I am importing contents from an Excel-generated CSV-file into an XML document like:
$csv = fopen($csvfile, r);
$words = array();
while (($pair = fgetcsv($csv)) !== FALSE) {
array_push($words, array('en' => $pair[0], 'de' => $pair[1]));
}
The inserted data are English/German expressions.

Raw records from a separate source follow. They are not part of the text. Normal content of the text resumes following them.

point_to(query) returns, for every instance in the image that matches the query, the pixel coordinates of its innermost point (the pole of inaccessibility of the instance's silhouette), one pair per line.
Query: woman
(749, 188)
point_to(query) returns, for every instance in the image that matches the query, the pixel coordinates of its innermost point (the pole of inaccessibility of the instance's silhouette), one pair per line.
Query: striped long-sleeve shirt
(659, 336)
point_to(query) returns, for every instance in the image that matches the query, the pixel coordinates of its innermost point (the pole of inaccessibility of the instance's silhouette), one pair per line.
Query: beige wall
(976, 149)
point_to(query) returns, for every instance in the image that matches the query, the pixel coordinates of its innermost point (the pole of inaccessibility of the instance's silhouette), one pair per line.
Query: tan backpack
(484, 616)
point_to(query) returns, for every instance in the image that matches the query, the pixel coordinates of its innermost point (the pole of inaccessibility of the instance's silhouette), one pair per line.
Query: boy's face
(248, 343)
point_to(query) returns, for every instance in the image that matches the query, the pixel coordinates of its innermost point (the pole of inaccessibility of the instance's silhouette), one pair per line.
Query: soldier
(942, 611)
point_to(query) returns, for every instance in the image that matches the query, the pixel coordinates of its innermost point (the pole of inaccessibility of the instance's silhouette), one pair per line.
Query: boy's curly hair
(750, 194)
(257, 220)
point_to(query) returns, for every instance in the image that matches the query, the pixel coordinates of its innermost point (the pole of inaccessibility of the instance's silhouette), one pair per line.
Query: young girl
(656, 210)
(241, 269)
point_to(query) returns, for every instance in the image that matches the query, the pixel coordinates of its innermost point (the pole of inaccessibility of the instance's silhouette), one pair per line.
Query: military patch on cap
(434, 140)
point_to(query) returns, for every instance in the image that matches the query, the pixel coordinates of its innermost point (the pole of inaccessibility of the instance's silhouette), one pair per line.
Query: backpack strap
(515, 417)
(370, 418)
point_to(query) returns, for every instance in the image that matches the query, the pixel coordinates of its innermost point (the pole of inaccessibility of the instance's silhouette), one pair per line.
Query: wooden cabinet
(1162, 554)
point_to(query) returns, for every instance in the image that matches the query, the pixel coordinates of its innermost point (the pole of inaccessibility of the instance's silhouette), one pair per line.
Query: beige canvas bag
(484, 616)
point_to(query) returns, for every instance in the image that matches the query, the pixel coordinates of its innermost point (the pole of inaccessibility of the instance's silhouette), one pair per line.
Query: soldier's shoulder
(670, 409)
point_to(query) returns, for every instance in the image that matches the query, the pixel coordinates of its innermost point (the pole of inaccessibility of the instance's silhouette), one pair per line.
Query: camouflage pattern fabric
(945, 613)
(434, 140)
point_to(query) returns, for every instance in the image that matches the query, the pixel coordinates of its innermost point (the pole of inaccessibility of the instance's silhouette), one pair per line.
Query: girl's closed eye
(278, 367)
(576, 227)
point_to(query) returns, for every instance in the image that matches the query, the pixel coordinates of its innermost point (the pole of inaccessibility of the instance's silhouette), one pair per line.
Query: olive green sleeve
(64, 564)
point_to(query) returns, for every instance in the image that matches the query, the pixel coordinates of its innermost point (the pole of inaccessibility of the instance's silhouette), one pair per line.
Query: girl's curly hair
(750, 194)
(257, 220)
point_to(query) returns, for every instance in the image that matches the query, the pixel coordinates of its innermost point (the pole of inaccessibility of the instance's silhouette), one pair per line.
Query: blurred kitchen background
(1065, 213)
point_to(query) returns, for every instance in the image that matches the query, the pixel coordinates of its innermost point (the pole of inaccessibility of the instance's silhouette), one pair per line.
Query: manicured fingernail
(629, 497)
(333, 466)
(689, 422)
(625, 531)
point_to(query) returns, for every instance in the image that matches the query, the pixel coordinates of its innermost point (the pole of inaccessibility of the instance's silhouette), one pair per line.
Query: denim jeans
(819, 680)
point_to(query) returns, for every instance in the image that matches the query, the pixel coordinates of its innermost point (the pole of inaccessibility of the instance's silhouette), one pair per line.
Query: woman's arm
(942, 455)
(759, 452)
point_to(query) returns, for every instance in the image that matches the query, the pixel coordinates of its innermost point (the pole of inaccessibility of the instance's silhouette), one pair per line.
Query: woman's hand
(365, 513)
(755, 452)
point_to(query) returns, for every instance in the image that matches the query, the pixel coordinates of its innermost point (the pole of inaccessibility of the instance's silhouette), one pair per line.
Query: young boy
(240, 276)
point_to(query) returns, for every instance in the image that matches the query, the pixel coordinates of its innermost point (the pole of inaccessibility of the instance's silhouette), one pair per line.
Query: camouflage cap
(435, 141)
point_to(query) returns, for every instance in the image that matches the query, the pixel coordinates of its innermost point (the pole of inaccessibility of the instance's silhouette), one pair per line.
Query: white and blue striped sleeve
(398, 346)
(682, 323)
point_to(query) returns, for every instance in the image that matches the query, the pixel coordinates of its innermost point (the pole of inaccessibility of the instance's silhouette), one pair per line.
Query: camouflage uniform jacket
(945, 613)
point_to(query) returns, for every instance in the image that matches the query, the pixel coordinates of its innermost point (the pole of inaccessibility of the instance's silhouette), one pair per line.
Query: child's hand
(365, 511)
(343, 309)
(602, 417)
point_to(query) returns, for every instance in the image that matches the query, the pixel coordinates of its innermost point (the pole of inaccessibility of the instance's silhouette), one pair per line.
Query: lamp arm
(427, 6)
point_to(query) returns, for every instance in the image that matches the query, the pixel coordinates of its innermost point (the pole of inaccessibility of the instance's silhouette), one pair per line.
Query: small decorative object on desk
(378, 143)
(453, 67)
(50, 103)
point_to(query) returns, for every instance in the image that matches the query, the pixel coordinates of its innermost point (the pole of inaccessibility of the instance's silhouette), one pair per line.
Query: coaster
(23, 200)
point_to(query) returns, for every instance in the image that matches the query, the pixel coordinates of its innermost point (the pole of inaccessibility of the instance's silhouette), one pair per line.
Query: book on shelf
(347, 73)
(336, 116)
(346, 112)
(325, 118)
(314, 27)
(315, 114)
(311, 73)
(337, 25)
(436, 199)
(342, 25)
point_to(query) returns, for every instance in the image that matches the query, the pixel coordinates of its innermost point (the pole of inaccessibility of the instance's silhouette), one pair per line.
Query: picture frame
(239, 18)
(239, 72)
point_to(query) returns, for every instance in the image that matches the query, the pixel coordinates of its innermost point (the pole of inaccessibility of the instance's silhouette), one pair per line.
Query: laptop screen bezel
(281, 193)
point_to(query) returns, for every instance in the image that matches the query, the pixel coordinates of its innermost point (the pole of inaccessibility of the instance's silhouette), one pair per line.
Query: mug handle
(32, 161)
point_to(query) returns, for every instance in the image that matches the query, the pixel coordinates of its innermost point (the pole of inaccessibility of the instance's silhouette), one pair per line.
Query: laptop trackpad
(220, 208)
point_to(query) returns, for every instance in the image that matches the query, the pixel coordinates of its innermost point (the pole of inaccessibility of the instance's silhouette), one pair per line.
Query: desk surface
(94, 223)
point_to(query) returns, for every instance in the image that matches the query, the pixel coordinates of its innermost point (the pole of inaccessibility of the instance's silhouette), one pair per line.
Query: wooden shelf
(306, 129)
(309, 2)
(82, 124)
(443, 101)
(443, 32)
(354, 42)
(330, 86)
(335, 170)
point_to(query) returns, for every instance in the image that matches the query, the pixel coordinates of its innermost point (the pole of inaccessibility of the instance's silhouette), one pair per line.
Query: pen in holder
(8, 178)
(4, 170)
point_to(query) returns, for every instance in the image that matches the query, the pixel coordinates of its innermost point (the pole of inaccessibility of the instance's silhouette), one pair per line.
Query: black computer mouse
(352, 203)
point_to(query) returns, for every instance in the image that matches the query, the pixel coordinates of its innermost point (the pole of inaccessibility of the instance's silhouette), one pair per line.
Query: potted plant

I insert these values into an XML structure and output the XML as following:
$dictionary = new SimpleXMLElement('<dictionary></dictionary>');
//do things
$dom = dom_import_simplexml($dictionary) -> ownerDocument;
$dom -> formatOutput = true;
header('Content-encoding: utf-8'); //<3 UTF-8
header('Content-type: text/xml'); //Headers set to correct mime-type for XML output!!!!
echo $dom -> saveXML();
This is working fine, yet I am encountering one really strange problem. When the first letter of a String is an Umlaut (like in Österreich or Ägypten) the character will be omitted, resulting in gypten or sterreich. If the Umlaut is in the middle of the String (Russische Föderation) it gets transferred correctly. Same goes for things like ß or é or whatever.
All files are UTF-8 encoded and served in UTF-8.
This seems rather strange and bug-like to me, yet maybe I am missing something, there's a lot of smart people around here.